Zum 10. Mal fahren Fans von Eintracht Frankfurt in einer Münchner Tram voller Apfelwein zum Spiel beim FC Bayern

VON THOMAS STILLBAUER

München – Ganz spät am Abend wäre es beinahe noch rabiat geworden, kürzlich im Augustiner Bürgerheim. Da kam um Mitternacht ein entnervter Nachbar in die Münchner Gastwirtschaft herunter, Familienvater, durchaus mit Toleranz ausgestattet, und erklärte den versammelten Eintracht-Fans: „Wir leiden mit euch, ehrlich, aber jetzt muss auch mal Ruhe sein!“ Verständliches Anliegen. Nur kein sehr guter Zeitpunkt. Gerade hatten die Frankfurter zwei Elfmeter in London gegen den FC Chelsea verschossen. Die fabelhafte Europareise war beendet, der Frust immens. Ein paar Trotzgesänge wollten halt noch raus.

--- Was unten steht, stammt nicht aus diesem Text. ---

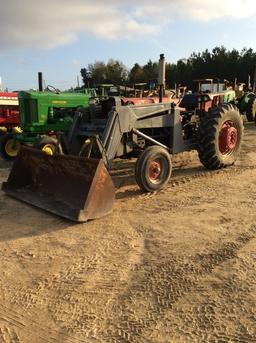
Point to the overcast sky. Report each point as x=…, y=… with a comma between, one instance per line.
x=59, y=37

In dieser Saison ist sie besonders laut, die Parallelgesellschaft, die sich im Münchner Westend trifft, wenn der Frankfurter Fußball-Bundesligist spielt. 40, oft 80, manchmal 150 Fans treffen sich dann in der Vereinsgaststätte des Eintracht-Fanclubs Adler München, singen, jubeln, trinken Apfelwein, freuen sich über die tolle Europacup-Saison. Einmal im Jahr aber drängen sie nach draußen: Dann fahren sie mit dem „Ebbelwei-Express“, so benannt nach einer legendären Frankfurter Touristenattraktion, durch die Stadt zum Sendlinger Tor. Der Termin versteht sich von selbst: Wenn die Eintracht zum Auswärtsspiel beim FC Bayern antritt, also an diesem Samstag.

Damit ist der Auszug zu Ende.